| By GENARO C. ARMAS | Associated Press September 22, 2005
 MANSFIELD, Pa. (AP) - On a recent sunny afternoon in this small northern 
    Pennsylvania college town, a group of students and 30-somethings locked arms 
    and charged up the field on offense in a "V" formation before grappling and 
    jostling with the defense.
 An hour into this lighthearted but physical practice for a re-enactment of 
    pre-1905 football, it's easy to see why the wedge formation was tossed out 
    of the playbook 100 years ago.
 
 "You're just basically beating each other down trying to advance the ball. 
    There's some blood every year," said Mansfield University junior Bill 
    Koenig, shaking his head side to side with a grin. "Last year, I got a 
    bloody lip."
 
 It's an odd milestone, but the end of "mass play" formations such as the 
    flying wedge in 1905 brought about an organization now synonymous with 
    intercollegiate athletics: the NCAA.
 
 The re-enactment, which occurs every year in late September, actually is 
    performed to celebrate the first night football game, played at Mansfield in 
    1892. The eight-play script is chock full of pre-1905 mass-formation plays.
 
 On the play called the "V-trick," Koenig might have the toughest job _ he's 
    the point man on the "V," or wedge formation, that hurtles toward a 
    stationary defensive front. Koenig locked arms with teammates before 
    screaming and charging up the field in front of the ball carrier, Jon Holtz.
 
 In seconds, the two sides careened into each other and the good-natured 
    chaos began. Players grunted. Arms and legs flailed. Holtz finally broke 
    free but then was clotheslined by a defender in the open field.
 
 "I got the safest part during the wedge," Holtz said. "But I get my butt 
    kicked more than anybody else, I think."
 
 The hit on Holtz from 6-foot-8 Bobby Bruce was more of a mock, WWF-style 
    clothesline _ this is just a re-enactment, after all.
 
 "Guys, I'd really like more definition on the wedge," Steve McCloskey, 
    Mansfield's sports information director, interjected after most plays. 
    McCloskey is part coach and part director of the re-enactment.
 
 "These were all plays that, sadly, were, eliminated 100 years ago," 
    McCloskey said sarcastically.
 
 It wasn't funny in 1905. According to accounts from the NCAA, there were 18 
    deaths and 149 serious injuries that college football season and widespread 
    doubts about the safety and future of the sport.
 
 In 1905, there was no forward pass, no neutral zone, and no helmets or face 
    guards. The thin pads that were worn didn't offer much protection. Only five 
    yards were needed for a first down.
 
 "So there was no reason to run outside or to try any risky kind of play," 
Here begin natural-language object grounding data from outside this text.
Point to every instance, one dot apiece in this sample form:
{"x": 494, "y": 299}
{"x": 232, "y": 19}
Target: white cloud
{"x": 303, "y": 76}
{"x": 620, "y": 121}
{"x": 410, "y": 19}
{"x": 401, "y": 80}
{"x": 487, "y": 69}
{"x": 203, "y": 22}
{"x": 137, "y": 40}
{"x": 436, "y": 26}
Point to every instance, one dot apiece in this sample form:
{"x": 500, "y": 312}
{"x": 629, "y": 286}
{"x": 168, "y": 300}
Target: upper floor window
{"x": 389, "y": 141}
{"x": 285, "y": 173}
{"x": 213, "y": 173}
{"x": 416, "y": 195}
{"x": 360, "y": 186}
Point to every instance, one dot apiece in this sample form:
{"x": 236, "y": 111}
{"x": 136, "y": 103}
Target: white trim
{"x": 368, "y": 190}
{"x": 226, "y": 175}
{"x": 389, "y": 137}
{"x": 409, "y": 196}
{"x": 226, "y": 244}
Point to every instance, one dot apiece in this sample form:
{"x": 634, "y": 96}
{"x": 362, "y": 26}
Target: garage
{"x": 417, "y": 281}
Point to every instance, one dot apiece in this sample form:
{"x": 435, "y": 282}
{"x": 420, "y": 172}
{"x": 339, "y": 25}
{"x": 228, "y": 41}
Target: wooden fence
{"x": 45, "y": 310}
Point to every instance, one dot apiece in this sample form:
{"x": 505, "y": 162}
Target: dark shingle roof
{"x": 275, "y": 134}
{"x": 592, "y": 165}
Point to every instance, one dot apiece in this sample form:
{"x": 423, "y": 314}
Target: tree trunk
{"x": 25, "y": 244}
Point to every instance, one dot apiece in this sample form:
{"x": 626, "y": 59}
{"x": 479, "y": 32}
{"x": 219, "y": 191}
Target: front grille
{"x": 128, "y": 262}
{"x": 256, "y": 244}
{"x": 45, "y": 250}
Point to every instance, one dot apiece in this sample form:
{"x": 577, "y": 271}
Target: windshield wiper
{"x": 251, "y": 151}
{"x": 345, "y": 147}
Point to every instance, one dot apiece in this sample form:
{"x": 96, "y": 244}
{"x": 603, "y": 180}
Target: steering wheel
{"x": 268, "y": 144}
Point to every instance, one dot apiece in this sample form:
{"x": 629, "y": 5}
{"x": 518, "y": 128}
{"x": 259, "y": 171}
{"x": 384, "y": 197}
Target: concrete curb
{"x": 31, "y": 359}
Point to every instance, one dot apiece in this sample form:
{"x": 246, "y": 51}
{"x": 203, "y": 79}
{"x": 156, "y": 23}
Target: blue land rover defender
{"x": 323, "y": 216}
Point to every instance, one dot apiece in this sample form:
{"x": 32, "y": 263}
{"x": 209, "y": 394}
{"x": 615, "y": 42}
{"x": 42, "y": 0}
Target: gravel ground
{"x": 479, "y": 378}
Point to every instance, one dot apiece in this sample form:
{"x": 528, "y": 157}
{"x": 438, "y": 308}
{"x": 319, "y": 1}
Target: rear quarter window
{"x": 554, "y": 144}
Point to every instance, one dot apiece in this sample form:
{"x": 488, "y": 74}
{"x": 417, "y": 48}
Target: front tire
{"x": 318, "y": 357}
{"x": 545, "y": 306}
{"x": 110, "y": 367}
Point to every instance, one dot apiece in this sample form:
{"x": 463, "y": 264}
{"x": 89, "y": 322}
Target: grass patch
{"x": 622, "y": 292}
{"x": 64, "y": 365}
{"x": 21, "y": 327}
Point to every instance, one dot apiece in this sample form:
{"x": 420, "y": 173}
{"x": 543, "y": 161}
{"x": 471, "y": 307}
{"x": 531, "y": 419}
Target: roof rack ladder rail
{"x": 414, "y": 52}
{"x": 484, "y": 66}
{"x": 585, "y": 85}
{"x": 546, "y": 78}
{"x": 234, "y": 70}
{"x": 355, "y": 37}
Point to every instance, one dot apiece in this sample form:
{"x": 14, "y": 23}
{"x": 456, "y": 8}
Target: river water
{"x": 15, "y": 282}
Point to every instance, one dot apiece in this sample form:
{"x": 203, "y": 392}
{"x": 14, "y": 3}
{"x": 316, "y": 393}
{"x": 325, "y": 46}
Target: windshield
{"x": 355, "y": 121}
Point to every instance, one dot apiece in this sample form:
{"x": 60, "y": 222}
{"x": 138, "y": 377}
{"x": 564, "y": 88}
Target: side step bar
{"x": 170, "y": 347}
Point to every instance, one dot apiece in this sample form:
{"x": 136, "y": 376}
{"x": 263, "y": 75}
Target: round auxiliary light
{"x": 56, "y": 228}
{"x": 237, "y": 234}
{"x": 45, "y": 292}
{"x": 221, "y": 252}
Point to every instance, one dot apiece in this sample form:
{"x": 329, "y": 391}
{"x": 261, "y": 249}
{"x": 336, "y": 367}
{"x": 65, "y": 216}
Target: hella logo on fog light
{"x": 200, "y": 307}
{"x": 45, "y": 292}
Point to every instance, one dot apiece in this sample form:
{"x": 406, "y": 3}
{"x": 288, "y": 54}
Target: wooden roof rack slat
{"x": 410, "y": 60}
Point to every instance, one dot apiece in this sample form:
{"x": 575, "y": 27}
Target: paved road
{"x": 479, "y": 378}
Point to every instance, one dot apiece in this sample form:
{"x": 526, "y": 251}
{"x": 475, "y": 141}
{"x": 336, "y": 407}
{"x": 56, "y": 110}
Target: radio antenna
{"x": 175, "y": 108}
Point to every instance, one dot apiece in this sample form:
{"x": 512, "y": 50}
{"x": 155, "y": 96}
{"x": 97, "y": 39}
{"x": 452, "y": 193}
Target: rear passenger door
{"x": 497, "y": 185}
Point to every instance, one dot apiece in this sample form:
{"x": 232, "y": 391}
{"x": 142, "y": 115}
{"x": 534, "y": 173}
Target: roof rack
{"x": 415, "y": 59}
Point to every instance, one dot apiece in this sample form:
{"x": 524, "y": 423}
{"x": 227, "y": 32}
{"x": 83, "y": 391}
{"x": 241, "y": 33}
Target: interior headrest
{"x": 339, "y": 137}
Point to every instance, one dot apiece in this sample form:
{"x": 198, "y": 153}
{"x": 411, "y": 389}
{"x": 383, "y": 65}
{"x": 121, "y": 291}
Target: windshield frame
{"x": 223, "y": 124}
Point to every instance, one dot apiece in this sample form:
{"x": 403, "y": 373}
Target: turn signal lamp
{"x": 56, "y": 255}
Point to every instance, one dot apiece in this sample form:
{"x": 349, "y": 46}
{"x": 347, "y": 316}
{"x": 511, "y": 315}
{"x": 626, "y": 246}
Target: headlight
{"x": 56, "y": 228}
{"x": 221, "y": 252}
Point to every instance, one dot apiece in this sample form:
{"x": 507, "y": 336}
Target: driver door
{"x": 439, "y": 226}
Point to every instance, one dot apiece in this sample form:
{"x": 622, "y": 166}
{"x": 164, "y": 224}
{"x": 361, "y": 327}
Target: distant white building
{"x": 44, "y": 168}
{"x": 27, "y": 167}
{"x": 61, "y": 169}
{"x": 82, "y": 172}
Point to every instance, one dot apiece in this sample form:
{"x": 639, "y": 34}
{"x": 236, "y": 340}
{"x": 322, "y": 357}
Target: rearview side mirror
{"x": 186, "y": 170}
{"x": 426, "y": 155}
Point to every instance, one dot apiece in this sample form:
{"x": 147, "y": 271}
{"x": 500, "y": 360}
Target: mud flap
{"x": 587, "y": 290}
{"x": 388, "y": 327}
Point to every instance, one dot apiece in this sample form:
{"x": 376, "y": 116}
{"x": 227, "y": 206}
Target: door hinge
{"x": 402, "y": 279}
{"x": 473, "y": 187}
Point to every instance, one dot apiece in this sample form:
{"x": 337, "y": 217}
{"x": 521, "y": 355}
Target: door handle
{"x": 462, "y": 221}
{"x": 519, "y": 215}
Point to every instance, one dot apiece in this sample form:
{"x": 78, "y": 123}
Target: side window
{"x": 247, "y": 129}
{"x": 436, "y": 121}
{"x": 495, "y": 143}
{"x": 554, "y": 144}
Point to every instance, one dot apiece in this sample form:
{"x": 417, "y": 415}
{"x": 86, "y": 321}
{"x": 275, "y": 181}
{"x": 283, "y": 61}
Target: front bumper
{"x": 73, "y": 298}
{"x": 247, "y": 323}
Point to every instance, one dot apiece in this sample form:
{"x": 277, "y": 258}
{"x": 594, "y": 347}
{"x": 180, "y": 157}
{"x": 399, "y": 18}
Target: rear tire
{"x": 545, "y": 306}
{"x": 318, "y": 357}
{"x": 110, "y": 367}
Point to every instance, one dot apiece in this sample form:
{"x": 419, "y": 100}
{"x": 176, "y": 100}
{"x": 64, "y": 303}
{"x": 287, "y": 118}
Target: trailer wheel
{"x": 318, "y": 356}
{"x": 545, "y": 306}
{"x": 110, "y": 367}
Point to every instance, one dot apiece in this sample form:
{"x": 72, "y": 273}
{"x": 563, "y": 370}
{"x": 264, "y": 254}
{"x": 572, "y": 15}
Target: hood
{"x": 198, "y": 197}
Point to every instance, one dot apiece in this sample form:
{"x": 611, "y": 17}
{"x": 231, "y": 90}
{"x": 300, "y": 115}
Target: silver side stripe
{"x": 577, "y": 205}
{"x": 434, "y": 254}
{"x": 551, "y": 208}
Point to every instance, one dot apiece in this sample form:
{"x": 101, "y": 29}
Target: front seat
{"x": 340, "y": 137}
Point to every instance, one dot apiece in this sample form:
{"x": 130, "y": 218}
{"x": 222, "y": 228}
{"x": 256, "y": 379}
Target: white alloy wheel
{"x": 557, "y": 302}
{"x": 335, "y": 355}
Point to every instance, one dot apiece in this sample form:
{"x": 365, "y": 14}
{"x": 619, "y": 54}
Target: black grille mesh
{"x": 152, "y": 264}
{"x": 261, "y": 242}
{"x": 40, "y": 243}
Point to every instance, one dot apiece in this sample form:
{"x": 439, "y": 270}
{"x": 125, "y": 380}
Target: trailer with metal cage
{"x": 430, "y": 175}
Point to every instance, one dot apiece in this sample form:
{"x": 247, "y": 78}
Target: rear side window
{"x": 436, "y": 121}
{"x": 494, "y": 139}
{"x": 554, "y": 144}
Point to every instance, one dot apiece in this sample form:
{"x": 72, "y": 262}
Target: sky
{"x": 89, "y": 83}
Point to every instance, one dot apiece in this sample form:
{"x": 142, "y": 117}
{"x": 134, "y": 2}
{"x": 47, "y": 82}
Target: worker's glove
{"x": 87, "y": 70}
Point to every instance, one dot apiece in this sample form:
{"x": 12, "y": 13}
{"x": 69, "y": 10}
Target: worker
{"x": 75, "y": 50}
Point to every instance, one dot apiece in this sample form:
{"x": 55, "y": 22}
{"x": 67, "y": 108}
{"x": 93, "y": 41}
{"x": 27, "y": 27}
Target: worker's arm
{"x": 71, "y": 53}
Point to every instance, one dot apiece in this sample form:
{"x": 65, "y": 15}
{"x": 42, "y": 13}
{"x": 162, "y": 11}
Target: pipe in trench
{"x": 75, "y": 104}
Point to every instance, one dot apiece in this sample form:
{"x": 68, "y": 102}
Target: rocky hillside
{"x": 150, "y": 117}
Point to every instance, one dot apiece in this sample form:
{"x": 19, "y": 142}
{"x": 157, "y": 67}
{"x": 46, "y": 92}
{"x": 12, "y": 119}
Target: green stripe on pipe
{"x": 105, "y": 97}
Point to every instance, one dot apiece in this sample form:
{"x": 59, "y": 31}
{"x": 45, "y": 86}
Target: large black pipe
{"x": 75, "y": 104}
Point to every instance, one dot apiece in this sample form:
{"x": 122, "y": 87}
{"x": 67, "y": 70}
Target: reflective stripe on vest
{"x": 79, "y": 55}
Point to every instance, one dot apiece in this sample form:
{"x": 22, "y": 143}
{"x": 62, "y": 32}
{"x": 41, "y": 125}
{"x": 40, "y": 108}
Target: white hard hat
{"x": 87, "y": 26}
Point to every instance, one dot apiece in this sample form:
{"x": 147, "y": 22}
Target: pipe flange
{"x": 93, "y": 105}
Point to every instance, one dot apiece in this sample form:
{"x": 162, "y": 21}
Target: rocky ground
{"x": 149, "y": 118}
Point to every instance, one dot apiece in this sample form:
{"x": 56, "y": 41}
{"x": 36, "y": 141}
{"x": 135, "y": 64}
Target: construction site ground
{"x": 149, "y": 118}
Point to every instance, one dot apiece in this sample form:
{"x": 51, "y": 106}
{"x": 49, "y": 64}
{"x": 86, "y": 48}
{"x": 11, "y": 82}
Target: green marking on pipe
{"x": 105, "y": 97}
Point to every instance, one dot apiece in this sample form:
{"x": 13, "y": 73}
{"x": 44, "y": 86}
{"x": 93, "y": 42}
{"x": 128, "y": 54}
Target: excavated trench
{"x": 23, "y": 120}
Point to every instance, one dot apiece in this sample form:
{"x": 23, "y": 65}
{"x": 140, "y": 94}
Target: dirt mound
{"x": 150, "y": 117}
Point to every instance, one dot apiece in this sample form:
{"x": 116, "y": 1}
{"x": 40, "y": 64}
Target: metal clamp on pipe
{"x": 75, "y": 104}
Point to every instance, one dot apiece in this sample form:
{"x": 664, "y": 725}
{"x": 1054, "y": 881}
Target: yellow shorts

    said Kent Stephens, curator of the College Football Hall of Fame in South 
    Bend, Ind. "You could mass your way down the field for short gains."
 
 Stephens said plays had names like "The Horse's Neck" or "King's Tandem," 
    while the forerunner of mass plays was the "V-trick," which debuted in 1884. 
    It was one of the wedge-like plays practiced at Mansfield.
 
 The actual flying wedge play was used on kickoffs. The "flying" part came 
    about because the team with the ball would dash about 30 yards with arms 
    interlocked and in a wedge formation to protect the ball carrier as it tried 
    to bull rush through the opponent's line.
 
 Even President Theodore Roosevelt urged reform in 1905. In December of that 
    year, school officials met twice in New York _ and out of those meetings was 
    born the Intercollegiate Athletic Association of the United States.
 
 The schools approved the forward pass, increased first-down yardage to 10 
    yards and prohibited mass momentum plays (by requiring at least six men on 
    the offensive line), according to NCAA accounts.
 
 "They knew they had to do something to change the game of football or the 
    game was doomed," Stephens said.
 
 The IAA changed its name to the National Collegiate Athletic Association in 
    1910.
 
 These days, the outlawed plays still are run at least once a year, at the 
    Mansfield exhibition. Most people involved in the eight-play re-enactment 
    are from the university's track and field team; others work at the school.
 
 They wear period uniforms _ tight football pants laced up the front and 
    canvas-like vest tops over shirts _ that, from afar, look like outfits 
    ballet dancers would wear. The script is filled with sight gags, like a 
    water boy who is supposed to throw water on an injured player, or a player 
    whose pants are supposed to be pulled down while being tackled.
 
 The practices occur on an otherwise empty campus softball field, but 
    thousands were expected for the actual re-enactment at a downtown park.
 
 Holtz and other players say they look forward to running the plays, though 
    they know it will get physical. Last year, two participants got concussions 
    and another player needed seven stitches, he said.
 
 "It gets more amped up every year," he said. "It never gets old."